At oral argument before this court, the defendant argued, by way of analogy to the best evidence rule, that the state must enter the relevant restraining order into evidence in order to convict him of violating that order. The best evidence rule states: “[I]n proving the terms of a writing, where the terms are material, the original writing must be produced unless it is shown to be unavailable for some reason other than the serious fault of the proponent.” (Internal quotation marks omitted.) Brookfield v. Candlewood Shores Estates, Inc., 201 Conn. 1, 10, 513 A.2d 1218 (1986). The purpose of this rule is not to exclude evidence, but instead to express the court's preference for admitting an original document into evidence when the document's terms are at issue. Id., at 12, 513 A.2d 1218. Although the best evidence rule is not dispositive in this case, we acknowledge that it would have been preferable for the state to enter the operative restraining order into evidence. The fact that the state failed to do so, however, does not make its evidence automatically insufficient. Even though the state's evidence that the defendant violated the terms of the restraining order was circumstantial, that does not diminish its probative force or the reasonableness of the inference that the subsequent restraining order also prohibited the defendant from assaulting the victim.
The jury reasonably and justifiably could have concluded that the terms of the subsequent restraining order were the same as those in the ex parte order and, therefore, included a prohibition on assaulting the victim. It would have been unreasonable, in light of the evidence that tended to show that the defendant did not comply with the ex parte order, to infer that the court would have originally ordered the defendant to refrain from assaulting the victim but then, in a subsequent restraining order, not prohibit the defendant from doing so.9 The jury reasonably could have found that the terms of the restraining order in effect at the time of the murder were substantially the same as the terms of the ex parte restraining order. See State v. Taylor, 306 Conn. 426, 436, 50 A .3d 862 (2012). We therefore conclude that there was sufficient evidence adduced at trial for the jury to find beyond a reasonable doubt that assaulting the victim violated the terms of the restraining order in effect on the day of the murder.

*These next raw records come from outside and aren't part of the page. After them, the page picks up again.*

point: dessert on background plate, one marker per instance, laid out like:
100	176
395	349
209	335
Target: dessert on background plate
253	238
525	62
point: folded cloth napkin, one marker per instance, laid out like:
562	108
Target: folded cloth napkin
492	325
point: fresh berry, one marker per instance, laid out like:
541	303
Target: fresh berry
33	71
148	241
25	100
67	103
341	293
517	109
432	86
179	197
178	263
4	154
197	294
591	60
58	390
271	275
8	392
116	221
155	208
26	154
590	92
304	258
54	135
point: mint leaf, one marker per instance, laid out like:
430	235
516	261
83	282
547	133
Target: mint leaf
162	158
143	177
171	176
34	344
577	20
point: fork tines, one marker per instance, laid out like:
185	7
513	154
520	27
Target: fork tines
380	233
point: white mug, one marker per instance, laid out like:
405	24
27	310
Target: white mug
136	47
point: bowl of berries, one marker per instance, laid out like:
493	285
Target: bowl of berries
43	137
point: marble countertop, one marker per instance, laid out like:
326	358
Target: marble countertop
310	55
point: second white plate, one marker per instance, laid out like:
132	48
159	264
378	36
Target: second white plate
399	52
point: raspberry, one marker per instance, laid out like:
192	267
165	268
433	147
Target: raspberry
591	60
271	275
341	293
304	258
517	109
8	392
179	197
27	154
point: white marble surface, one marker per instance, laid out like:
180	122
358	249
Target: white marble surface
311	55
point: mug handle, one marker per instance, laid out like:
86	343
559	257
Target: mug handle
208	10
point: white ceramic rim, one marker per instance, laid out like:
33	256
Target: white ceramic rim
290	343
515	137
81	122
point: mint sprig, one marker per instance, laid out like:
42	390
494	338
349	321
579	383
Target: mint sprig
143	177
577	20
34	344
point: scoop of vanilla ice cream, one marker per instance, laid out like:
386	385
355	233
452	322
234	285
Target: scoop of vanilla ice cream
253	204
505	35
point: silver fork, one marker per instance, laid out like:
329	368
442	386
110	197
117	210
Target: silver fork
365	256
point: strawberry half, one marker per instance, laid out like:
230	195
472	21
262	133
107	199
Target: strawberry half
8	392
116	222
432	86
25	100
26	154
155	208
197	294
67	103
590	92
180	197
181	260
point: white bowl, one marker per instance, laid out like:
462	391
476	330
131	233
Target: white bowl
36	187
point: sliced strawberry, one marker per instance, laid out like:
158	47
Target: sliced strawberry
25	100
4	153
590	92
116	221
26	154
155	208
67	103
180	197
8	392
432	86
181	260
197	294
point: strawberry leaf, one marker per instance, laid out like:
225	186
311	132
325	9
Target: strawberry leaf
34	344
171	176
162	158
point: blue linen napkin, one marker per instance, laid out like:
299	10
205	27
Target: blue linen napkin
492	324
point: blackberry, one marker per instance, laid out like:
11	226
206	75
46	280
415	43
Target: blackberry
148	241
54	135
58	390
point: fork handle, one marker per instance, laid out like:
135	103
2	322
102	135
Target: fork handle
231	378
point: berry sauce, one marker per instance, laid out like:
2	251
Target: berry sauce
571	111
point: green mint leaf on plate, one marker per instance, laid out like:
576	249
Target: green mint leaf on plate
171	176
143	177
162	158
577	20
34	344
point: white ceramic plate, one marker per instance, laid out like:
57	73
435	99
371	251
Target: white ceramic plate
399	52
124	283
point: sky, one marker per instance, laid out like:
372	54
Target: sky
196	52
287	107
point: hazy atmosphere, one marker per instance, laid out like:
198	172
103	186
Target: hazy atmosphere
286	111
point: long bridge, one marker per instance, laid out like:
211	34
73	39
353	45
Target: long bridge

After consideration of the defendant's arguments on appeal, we note that he did not raise any objection before the trial court that the ex parte order was irrelevant to proving the terms of a subsequent restraining order. He also did not cross-examine Lindlauf to clarify whether she was testifying to the terms of a posthearing restraining order that was not in evidence, and, if so, then object to her testimony on the basis of the best evidence rule. The defendant thus allowed the state to admit the ex parte order into evidence without objection. The evidence before the jury was sufficient for it to find the defendant guilty of criminal violation of a restraining order beyond a reasonable doubt.
The judgment is affirmed.
In this opinion the other judges concurred.